Kerrighed Trunk 4977 Installation on Debian GNU/Linux

There are 5 steps to do basic research on cluster computing with kerrighed: system and applications installation, building, testing, profiling cluster, and comparing the results.

Requirements

Hardware

  • Minimum 2 x86 machine connected to a network
  • Storage media with enough space that will be shared to our cluster

Software

  • Debian GNU/Linux 6.0 (squeeze)
  • Kerrighed with Subversion Trunk 4977. Linux kernel 2.6.20 and kerrighed source are included.
  • Access to Debian packages repository, local or network/Internet
  • Root access or
    sudo

    to the system for packages installation dan system modification

  • Additional and development packages: build-essential, bzip2, rsync, xmlto

automake, libtool, pkg-config, lsb-release, libncurses5-dev1)

kernel-package if you want to package the kernel into debian package

Compilation and Installation Steps

  1. sha256sum -c krg-20090203.tar.bz2.sha256
  2. Change directory to /usr/src/
    cd /usr/src/
  3. tar jxf /home/stwn/krg-20090203.tar.bz2
  4. cd krg-20090203
  5. ./autogen.sh
  6. Configure source with your system, don't –enable-tests, it's broken
    ./configure --enable-tests
    ********************************************************************
      Kerrighed tests configuration is now complete
    ********************************************************************
    
        - apps                               : yes
        - proc                               : yes
        - ktp                                : yes
        - benchmark                          : yes
    ********************************************************************
      Kerrighed configuration is now complete
    ********************************************************************
    
        - Sources dir            : /usr/src/krg-20090203
        - Kernel source dir      : /usr/src/krg-20090203/kernel
        - Kernel version         : 2.6.20-krg (already patched)
        - Kernel configuration   : none.

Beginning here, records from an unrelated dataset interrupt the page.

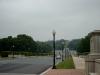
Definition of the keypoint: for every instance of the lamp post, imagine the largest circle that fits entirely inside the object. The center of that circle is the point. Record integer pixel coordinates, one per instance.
(62, 50)
(13, 50)
(54, 67)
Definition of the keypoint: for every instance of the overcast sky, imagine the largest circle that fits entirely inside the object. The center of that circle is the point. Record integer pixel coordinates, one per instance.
(71, 19)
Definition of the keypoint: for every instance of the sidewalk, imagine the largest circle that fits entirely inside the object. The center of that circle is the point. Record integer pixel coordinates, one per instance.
(79, 65)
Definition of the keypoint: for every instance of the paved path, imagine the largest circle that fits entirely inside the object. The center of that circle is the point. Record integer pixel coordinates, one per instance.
(26, 65)
(79, 64)
(65, 72)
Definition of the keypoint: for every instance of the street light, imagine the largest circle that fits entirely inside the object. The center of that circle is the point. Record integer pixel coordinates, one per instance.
(54, 67)
(13, 50)
(62, 50)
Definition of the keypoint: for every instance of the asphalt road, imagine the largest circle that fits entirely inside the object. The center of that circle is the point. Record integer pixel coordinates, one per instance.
(26, 65)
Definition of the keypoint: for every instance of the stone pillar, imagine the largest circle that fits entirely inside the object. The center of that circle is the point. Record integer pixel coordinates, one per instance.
(94, 52)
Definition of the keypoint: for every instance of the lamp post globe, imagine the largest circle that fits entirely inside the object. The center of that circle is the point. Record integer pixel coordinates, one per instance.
(54, 67)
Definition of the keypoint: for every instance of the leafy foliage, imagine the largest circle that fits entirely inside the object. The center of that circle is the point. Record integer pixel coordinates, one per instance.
(23, 42)
(84, 45)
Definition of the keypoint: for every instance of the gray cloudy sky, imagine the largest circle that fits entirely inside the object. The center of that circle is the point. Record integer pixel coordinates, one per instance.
(37, 18)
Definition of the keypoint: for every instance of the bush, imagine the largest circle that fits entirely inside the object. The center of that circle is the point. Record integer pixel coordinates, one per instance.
(4, 54)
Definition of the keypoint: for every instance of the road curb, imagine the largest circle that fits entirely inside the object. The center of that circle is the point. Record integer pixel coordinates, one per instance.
(46, 71)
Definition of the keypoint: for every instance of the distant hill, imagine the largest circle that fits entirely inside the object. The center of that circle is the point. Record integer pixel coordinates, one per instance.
(58, 43)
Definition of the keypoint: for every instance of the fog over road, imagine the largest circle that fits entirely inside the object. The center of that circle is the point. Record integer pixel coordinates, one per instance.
(26, 65)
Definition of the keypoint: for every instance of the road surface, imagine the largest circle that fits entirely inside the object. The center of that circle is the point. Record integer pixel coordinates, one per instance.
(26, 65)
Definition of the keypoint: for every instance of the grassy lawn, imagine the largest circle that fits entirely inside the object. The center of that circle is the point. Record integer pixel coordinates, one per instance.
(66, 64)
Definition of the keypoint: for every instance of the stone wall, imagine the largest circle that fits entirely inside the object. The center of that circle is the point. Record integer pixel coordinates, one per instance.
(97, 66)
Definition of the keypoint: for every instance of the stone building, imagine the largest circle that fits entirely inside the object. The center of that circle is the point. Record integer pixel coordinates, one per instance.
(93, 59)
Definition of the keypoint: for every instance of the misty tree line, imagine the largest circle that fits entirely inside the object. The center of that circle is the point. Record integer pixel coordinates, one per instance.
(80, 45)
(23, 42)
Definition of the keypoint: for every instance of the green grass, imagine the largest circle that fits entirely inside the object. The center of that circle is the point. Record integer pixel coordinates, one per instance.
(66, 64)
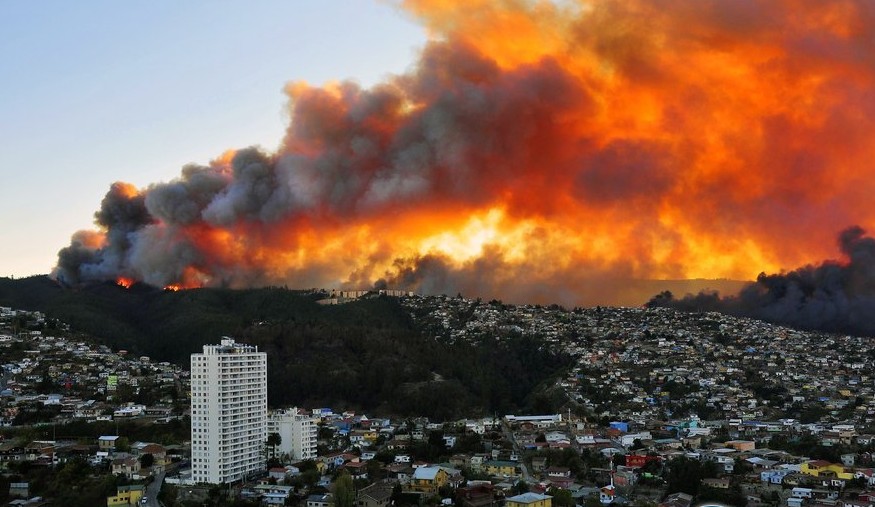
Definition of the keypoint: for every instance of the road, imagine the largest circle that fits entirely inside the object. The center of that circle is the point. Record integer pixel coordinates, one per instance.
(152, 490)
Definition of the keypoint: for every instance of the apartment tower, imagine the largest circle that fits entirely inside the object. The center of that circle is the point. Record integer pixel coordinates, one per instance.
(228, 412)
(297, 430)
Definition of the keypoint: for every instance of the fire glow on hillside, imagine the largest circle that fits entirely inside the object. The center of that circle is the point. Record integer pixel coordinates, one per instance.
(538, 151)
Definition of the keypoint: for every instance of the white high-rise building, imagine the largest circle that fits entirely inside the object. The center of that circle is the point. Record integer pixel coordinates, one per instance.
(297, 430)
(228, 412)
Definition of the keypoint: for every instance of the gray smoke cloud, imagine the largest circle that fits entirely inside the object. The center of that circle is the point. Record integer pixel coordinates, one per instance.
(832, 296)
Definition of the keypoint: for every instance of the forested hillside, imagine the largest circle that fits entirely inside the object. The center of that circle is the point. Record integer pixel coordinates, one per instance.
(366, 354)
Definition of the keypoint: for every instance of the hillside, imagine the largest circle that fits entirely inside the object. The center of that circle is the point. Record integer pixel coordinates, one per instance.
(367, 354)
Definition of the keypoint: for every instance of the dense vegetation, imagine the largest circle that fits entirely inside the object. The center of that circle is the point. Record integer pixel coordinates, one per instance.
(367, 354)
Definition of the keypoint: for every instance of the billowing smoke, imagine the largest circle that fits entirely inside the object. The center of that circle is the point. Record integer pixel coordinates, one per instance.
(538, 151)
(836, 296)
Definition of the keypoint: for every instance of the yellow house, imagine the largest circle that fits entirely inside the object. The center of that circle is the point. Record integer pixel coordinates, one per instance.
(429, 479)
(529, 500)
(501, 468)
(821, 468)
(125, 495)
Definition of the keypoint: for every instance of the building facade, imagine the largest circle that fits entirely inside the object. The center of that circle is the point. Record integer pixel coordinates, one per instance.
(228, 412)
(297, 430)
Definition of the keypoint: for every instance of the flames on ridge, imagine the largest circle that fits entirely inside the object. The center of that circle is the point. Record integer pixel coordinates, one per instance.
(537, 151)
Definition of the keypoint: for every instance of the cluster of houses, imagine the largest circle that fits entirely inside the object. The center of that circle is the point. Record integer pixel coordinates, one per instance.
(75, 380)
(649, 363)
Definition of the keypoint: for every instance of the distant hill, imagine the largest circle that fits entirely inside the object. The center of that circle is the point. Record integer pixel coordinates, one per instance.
(366, 354)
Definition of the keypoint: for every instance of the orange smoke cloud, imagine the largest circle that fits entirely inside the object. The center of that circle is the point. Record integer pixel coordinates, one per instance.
(538, 151)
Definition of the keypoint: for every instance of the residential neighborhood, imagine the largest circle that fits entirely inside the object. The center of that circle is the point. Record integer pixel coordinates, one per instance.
(657, 408)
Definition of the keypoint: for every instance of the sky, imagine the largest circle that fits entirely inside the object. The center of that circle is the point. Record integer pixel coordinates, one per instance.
(581, 152)
(95, 92)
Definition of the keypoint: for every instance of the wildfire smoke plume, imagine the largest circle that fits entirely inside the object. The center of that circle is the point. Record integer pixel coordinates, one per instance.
(538, 151)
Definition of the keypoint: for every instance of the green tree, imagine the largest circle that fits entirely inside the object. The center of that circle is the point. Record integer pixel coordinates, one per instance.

Run manually 'make *config' in kernel source tree
        - Kerrighed module       : yes
        - libkerrighed           : yes
        - Kerrighed tools        : yes
        - Kerrighed tests        : yes
    
    ********************************************************************
  7. Save default configuration for kerrighed
    make defconfig
  8. Configure kernel if you want to add some network drivers you use in cluster
    # cd kernel
    # make menuconfig

    I added support for many network cards available in 2.6.20 as module and configure built-in kernel for network card I use in cluster like sis900[*] e1000e[*] and [M] for others type which aren't selected as default. [ Device Drivers - Network device support - Ethernet (10 or 100Mbit|Ethernet 1000Mbit ] FIXME

  9. Compile the kernel
    cd ..
    make kernel

    or

    sudo vim /etc/kernel-pkg.conf
    make-kpkg --initrd --revision=2.6.20-svn-022009-1 kernel_image kernel_headers
  10. Install kernel
    make kernel-install

    or

    cd ..
    sudo dpkg -i linux-image-2.6.20-krg_2.6.20-svn-022009-1_i386.deb
  11. Compile kerrighed modules, tool and libkerrighed
    make

    NOTES: kerrighed modules are compiled with version 2.6.20-krg, if you want to append-version with make-kpkg, just change the version in kerrighed-2.2.1.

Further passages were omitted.